Suppose you show up at your regular gas station tomorrow and find the price is $10 a gallon.  What’s going on, you ask.  "My daughter’s getting married in a month.  I didn’t realize how much it was going to cost.  I need to make more money this week."  Does the owner have the right to charge $10?  Sure, and you have the right to shop elsewhere, which you will unless you feel really sorry for him or know him well.

Suppose you show up at your regular gas station tomorrow and find the price is $10 a gallon.  What’s going on, you ask.  "I made a bad deal with my wholesaler.   I overpaid.  To cover my costs, I need $10 a gallon."  Does the owner have the right to charge $10?  Sure, and you have the
right to shop elsewhere, which you will unless you feel really sorry
for him or know him well.

Suppose you show up at your regular gas station tomorrow and find the price is $10 a gallon.  What’s going on, you ask.  "I know it’s a lot.  But I bought the gas two weeks ago when it was really expensive.  I know it’s cheaper now and everyone else is charging less, but I need to cover my costs."  Does the owner have the right to charge $10?  Sure, and you have the
right to shop elsewhere, which you will unless you feel really sorry
for him or know him well.  (HT to Zev Fredman for pointing out this example.)

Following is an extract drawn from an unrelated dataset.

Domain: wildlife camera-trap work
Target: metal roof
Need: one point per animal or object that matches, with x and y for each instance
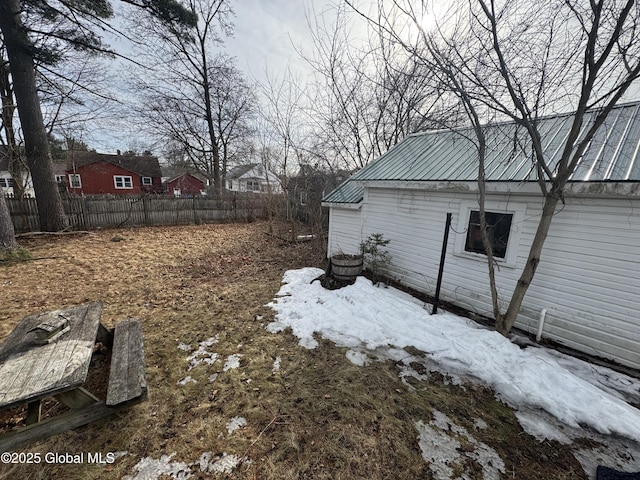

What you pay for something does not determine what you can sell it for.  This is the reality in a market-based economy.  There might be times as buyers that we wish it were otherwise.  There might be times as sellers that we wish it were otherwise.  But that is the reality.  We can change that reality, of course, with regulations.  But we can’t change it one piece at a time, such as leaving everything else the same, except for the price.  That option is not available.